The corner site at the West Side Highway, where Casco did manage to pour a foundation, could accommodate a 141,000-square-foot residential building, according to Legion, which appears to also be considering a 172,000-square-foot commercial building, based on an emailed statement.

The property “represents an exceptional opportunity to create a landmark project on one of the last remaining sites of its kind in New York’s most dynamic and trafficked neighborhoods,” Sigoura said in the statement. The firm otherwise declined to comment.

As multifamily development activity overall has declined, Legion has moved aggressively in a short time frame to build condos on the Upper East Side and in Gramercy, and now possibly in West Chelsea. For instance, the firm has secured permits to demolish six buildings at East 84th Street and Madison Avenue where Legion, working with equity partner Nahla Capital, has filed plans to put up an 18-story, 47-unit tower.

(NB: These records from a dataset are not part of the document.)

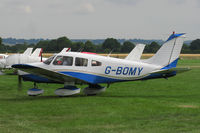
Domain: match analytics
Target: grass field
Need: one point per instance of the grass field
(153, 106)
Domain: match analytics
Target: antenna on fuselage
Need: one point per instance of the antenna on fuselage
(110, 53)
(80, 50)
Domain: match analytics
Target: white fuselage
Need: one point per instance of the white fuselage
(113, 68)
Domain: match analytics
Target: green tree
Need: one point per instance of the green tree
(127, 47)
(63, 42)
(89, 47)
(77, 46)
(111, 44)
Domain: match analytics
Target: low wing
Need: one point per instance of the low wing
(49, 74)
(177, 70)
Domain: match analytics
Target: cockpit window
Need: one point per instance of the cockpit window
(81, 61)
(48, 61)
(95, 63)
(63, 60)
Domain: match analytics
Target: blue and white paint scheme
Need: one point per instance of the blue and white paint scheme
(70, 68)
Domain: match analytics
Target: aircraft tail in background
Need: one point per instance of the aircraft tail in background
(37, 52)
(136, 53)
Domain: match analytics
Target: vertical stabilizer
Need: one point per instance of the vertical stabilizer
(169, 51)
(28, 51)
(65, 50)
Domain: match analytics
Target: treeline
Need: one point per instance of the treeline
(109, 45)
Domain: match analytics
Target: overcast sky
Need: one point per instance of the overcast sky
(99, 19)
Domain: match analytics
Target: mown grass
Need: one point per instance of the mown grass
(153, 106)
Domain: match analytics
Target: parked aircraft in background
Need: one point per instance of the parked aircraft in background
(26, 57)
(71, 68)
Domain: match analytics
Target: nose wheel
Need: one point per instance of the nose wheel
(67, 90)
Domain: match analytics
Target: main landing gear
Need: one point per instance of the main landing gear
(69, 90)
(93, 89)
(35, 91)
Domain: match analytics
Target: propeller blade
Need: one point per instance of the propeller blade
(19, 82)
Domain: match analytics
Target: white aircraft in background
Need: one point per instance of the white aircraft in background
(26, 57)
(71, 68)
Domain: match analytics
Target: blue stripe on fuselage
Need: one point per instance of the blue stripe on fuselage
(37, 79)
(90, 78)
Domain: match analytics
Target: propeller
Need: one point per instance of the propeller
(19, 82)
(41, 55)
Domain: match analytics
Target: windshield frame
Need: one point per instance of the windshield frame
(49, 60)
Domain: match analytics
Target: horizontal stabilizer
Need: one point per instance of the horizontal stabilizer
(65, 50)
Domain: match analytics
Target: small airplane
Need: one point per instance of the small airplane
(26, 57)
(72, 68)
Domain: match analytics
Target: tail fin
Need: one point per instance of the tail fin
(169, 52)
(136, 53)
(37, 52)
(28, 51)
(65, 50)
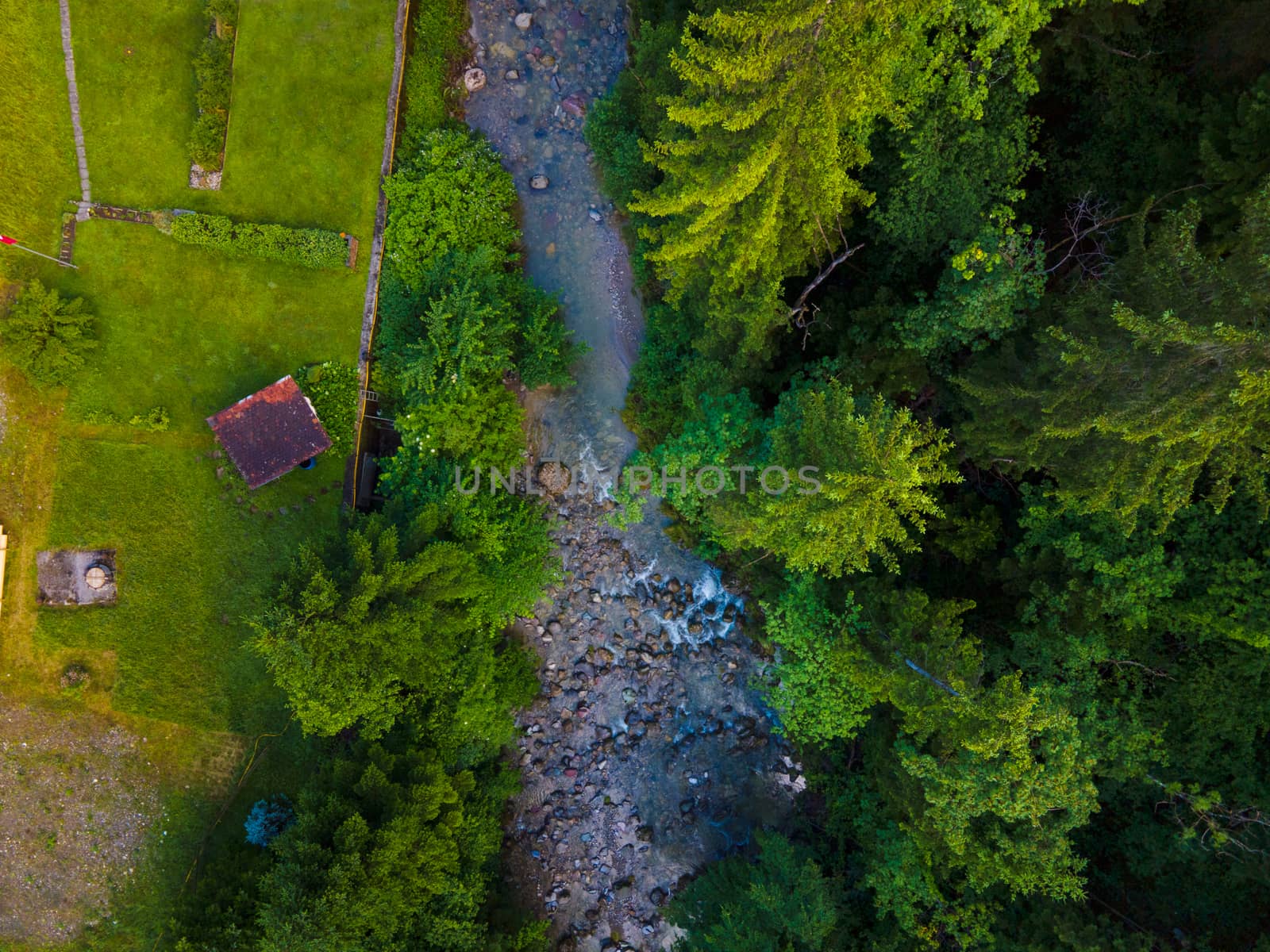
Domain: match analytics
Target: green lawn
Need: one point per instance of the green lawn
(194, 330)
(133, 63)
(190, 564)
(190, 330)
(37, 149)
(306, 126)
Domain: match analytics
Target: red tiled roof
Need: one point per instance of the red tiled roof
(271, 432)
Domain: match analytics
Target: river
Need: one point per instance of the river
(649, 752)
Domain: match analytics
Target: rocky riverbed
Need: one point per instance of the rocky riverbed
(649, 752)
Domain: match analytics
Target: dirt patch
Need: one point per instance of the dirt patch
(76, 799)
(76, 578)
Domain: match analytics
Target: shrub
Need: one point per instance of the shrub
(268, 818)
(214, 78)
(48, 336)
(452, 196)
(207, 140)
(438, 46)
(154, 422)
(311, 248)
(224, 14)
(332, 389)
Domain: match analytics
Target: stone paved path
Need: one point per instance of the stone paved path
(73, 90)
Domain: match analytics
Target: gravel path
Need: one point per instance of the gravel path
(73, 92)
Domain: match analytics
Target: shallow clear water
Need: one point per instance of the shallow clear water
(649, 752)
(567, 59)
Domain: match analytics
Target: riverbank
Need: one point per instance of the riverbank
(649, 752)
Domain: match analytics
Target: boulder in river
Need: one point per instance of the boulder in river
(554, 476)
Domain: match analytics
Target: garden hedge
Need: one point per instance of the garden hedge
(214, 76)
(311, 248)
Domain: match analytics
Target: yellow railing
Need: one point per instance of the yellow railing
(399, 67)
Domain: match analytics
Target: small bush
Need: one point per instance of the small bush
(75, 677)
(452, 194)
(332, 389)
(310, 248)
(224, 14)
(268, 818)
(438, 48)
(48, 336)
(214, 79)
(154, 422)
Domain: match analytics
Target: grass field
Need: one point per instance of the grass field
(190, 330)
(305, 140)
(133, 63)
(35, 132)
(190, 568)
(306, 120)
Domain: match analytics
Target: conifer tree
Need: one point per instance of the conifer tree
(760, 149)
(1151, 384)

Legion has also taken major steps to construct an 11-story condo at a multi-lot site on East 21st Street near Gramercy Park, including offering $45 million to snap up a modest co-op in the face of some opposition.

The big bets come as demand for homes can appear tepid even as pricing remains strong. Manhattan had 9,827 sales of co-ops and condos in 2023, the lowest total in a decade except for 2020, when the pandemic essentially shut down markets for a few months, according to data from Douglas Elliman.

But 2023’s median sale price of $1.15 million was the second-highest in the decade, behind only the $1.195 million median in 2022, Elliman said.

Legion might also be heartened by the reception it got for 109 E. 79th St., its first Manhattan project. The condo near Park Avenue, which launched sales as Covid raged in September 2020, had sold all 31 of its units for a haul of $446 million by 2023. The last unit to sell, a four-bedroom penthouse, fetched $35 million.

Casco, which is reportedly controlled by real estate investor Uri Chaitchik, could not be reached by press time.